Now that Ben Eason has lost control of Creative Loafing, what comes next?
(UPDATE: Wayne Garcia, Creative Loafing Tampa's political columnist, blogger, podcaster investigative reporter and media expert -- and perhaps the last name columnist left at the alt-weekly -- just announced he is leaving the company for a yearlong appointment at the University of Florida.
According to a post from Garcia on Loafing's Web site, he'll be accepting a job as the Freedom Forum Visiting Professional at UF's school of journalism, teaching four classes on investigative journalism and editing. It's also another blow for a newspaper that has seen many longtime staffers disappear due to layoffs.)
The final action concluded a yearlong struggle between Eason and New York hedge fund Atalaya Capital Management -- placing ownership of Creative Loafing in the hands of someone outside the Eason family for the first time since the company was founded 30 years ago.
Chicago Reader media critic Michael Miner has quotes from Atalaya's management team saying they felt Eason's cuts to meet his debt service were too deep in sales and editorial, assuring staffers they hope to improve the publications before, possibly, selling them off to recover their investment.
As St. Petersburg Times reporter James Thorner writes, Atalaya's $5-million bid for the six-newspaper chain more than doubled the $2.32-million bid made by Eason and his backers.
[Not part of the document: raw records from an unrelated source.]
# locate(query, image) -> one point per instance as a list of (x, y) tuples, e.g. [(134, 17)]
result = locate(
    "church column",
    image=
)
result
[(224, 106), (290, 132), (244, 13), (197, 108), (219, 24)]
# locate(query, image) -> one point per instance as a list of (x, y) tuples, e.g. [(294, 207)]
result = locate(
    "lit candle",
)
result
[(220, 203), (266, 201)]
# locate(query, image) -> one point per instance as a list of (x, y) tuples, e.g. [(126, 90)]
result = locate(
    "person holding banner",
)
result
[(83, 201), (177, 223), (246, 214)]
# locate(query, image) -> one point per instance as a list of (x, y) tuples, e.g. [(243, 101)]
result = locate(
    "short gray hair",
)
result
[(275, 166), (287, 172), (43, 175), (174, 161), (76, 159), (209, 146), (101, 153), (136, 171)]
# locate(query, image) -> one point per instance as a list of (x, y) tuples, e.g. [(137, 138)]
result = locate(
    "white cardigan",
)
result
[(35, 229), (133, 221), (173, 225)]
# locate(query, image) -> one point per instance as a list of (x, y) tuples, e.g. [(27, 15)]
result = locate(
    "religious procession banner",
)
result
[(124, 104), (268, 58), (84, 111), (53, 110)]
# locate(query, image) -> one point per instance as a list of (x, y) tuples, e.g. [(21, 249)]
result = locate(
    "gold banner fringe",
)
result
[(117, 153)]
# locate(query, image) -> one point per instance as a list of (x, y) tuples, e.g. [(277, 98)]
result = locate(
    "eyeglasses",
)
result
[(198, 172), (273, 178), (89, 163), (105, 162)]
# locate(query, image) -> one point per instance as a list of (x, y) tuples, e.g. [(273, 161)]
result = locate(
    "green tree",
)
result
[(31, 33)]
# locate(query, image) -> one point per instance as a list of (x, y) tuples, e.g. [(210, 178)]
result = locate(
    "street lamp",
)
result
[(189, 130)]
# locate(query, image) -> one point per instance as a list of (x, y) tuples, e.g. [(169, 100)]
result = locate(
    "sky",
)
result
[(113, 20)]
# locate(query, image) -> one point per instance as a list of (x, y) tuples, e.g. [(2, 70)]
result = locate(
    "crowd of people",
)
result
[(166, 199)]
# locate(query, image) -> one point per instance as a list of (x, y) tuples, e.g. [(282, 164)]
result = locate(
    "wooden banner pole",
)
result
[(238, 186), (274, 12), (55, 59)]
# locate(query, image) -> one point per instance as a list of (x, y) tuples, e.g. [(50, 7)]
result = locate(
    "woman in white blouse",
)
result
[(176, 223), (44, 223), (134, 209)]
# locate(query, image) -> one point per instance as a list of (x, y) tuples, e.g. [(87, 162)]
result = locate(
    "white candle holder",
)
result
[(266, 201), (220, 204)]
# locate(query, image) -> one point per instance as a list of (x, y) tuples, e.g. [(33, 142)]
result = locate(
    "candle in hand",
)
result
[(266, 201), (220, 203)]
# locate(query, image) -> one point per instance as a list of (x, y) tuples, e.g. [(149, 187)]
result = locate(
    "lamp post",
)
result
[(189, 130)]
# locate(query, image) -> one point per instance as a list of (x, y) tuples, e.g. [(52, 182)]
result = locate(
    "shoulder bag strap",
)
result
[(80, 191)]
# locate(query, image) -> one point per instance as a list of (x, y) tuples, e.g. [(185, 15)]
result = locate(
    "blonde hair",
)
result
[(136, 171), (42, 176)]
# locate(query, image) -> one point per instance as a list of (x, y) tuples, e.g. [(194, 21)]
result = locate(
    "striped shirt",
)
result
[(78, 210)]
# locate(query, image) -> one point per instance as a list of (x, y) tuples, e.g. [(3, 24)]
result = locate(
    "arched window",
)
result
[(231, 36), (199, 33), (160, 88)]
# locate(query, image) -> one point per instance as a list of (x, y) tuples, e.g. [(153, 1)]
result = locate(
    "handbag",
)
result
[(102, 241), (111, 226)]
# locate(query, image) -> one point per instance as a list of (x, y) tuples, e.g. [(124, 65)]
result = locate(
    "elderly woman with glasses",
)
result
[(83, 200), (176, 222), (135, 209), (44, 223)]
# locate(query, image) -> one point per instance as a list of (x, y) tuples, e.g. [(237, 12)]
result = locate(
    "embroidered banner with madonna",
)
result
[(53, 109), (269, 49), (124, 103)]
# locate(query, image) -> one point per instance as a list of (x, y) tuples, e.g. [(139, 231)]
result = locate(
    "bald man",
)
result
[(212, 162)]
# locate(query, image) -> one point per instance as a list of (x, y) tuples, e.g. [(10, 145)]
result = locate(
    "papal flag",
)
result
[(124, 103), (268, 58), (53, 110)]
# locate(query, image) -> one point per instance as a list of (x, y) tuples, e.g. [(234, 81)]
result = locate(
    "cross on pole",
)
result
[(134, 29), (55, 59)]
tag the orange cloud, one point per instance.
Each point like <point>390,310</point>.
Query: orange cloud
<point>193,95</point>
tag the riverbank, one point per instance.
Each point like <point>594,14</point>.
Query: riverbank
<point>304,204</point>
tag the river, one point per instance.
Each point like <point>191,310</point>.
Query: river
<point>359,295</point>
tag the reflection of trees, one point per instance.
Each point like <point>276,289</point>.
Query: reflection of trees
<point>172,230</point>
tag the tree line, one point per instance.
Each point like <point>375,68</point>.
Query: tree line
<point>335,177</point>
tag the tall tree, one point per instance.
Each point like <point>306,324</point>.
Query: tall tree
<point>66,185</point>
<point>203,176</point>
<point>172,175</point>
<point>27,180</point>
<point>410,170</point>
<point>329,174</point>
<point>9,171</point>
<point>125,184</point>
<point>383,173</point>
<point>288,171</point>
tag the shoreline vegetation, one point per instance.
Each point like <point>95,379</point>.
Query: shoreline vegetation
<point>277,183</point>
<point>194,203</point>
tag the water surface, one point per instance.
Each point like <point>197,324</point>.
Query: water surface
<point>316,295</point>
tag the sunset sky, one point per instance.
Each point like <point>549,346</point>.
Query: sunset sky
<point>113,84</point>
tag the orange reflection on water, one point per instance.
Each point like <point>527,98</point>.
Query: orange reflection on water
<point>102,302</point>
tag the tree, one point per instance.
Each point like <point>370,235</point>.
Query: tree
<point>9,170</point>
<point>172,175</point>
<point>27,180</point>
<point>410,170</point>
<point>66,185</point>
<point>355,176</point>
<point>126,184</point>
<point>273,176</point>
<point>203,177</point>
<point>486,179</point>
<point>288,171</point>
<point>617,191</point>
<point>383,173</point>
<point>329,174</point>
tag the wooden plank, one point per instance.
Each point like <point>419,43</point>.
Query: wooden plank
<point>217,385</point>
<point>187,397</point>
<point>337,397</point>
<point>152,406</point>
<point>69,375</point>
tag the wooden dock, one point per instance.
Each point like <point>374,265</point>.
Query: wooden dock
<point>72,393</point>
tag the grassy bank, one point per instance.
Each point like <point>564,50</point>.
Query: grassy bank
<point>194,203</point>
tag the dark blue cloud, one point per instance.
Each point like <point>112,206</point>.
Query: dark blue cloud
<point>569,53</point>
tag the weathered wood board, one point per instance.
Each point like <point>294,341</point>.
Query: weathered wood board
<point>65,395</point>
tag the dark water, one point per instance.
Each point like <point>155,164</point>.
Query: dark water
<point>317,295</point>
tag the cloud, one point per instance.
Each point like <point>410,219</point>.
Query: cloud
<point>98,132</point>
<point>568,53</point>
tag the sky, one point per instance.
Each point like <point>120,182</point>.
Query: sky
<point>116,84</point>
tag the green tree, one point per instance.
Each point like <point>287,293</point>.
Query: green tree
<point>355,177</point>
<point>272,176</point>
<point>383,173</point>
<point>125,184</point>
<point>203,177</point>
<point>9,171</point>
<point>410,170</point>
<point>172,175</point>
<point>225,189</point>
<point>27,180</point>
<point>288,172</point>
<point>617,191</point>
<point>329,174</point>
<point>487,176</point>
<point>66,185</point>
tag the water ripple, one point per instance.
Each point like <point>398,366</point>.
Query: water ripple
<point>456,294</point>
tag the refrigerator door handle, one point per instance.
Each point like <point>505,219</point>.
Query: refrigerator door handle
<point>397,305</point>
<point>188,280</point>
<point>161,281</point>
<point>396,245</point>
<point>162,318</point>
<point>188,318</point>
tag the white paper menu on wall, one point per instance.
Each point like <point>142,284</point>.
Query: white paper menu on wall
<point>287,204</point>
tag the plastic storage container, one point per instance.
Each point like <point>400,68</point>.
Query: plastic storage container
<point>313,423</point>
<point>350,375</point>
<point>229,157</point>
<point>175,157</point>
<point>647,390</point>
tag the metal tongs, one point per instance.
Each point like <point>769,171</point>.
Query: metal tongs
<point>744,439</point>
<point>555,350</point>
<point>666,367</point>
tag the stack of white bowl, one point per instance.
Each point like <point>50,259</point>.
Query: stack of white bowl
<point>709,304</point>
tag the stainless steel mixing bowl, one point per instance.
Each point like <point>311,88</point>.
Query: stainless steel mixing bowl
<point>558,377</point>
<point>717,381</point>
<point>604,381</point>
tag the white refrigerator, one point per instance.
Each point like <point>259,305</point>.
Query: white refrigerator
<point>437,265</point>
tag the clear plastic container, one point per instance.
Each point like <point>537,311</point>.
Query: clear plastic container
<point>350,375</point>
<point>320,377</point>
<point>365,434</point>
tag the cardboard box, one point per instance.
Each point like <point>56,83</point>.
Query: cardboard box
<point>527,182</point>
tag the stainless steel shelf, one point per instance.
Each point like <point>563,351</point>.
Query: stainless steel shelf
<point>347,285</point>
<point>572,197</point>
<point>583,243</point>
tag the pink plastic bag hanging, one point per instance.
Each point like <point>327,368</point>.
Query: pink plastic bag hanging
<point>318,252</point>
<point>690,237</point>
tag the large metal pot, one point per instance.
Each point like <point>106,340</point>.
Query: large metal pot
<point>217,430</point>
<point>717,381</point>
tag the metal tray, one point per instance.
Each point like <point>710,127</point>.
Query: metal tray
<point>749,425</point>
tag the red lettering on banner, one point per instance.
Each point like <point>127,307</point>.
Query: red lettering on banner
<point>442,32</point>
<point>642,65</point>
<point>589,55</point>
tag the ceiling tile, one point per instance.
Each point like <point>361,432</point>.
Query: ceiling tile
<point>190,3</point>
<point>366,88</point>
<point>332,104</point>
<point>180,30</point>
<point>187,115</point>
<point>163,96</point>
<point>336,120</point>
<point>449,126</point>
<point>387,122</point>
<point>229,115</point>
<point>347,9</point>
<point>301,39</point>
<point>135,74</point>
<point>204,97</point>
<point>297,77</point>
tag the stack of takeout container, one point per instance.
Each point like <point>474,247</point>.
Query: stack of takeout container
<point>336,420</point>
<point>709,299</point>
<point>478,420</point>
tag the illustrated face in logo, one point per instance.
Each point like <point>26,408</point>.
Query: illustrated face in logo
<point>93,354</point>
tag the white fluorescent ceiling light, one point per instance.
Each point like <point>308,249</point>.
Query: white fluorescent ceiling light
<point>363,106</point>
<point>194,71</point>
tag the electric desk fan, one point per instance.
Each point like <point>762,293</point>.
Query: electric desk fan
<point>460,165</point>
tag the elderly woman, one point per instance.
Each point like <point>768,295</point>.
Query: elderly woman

Atalaya and Eason have been at odds since the chain filed bankruptcy in Sept. 2008; the hedge fund loaned Creative Loafing $30-million to buy the Chicago Reader and Washington City Paper in 2007, agreeing to write down its debt before the auction to $12-million.
But the open question for fans of the newspaper and its staffers, is: What happens now?
As I noted in a previous post, Atalaya has told the Reader that former Tribune Company executive and ex-Los Angeles Times editor Jim O'Shea is poised to join an Atalaya-owned Creative Loafing board, with former Des Moines Register president Richard Gilbert installed as CEO.
It is a bit of an irony that two men with such long histories in traditional newspapering might be called on to run the country's second-largest alternative newspaper chain.
The news also raises questions about whether the company's base will move from Tampa to New York, where Atalaya is based, or a city where the chain's bigger papers are located, say Chicago or Washington D.C.
Eason told Thorner he plans to start a new online publication based in Tampa.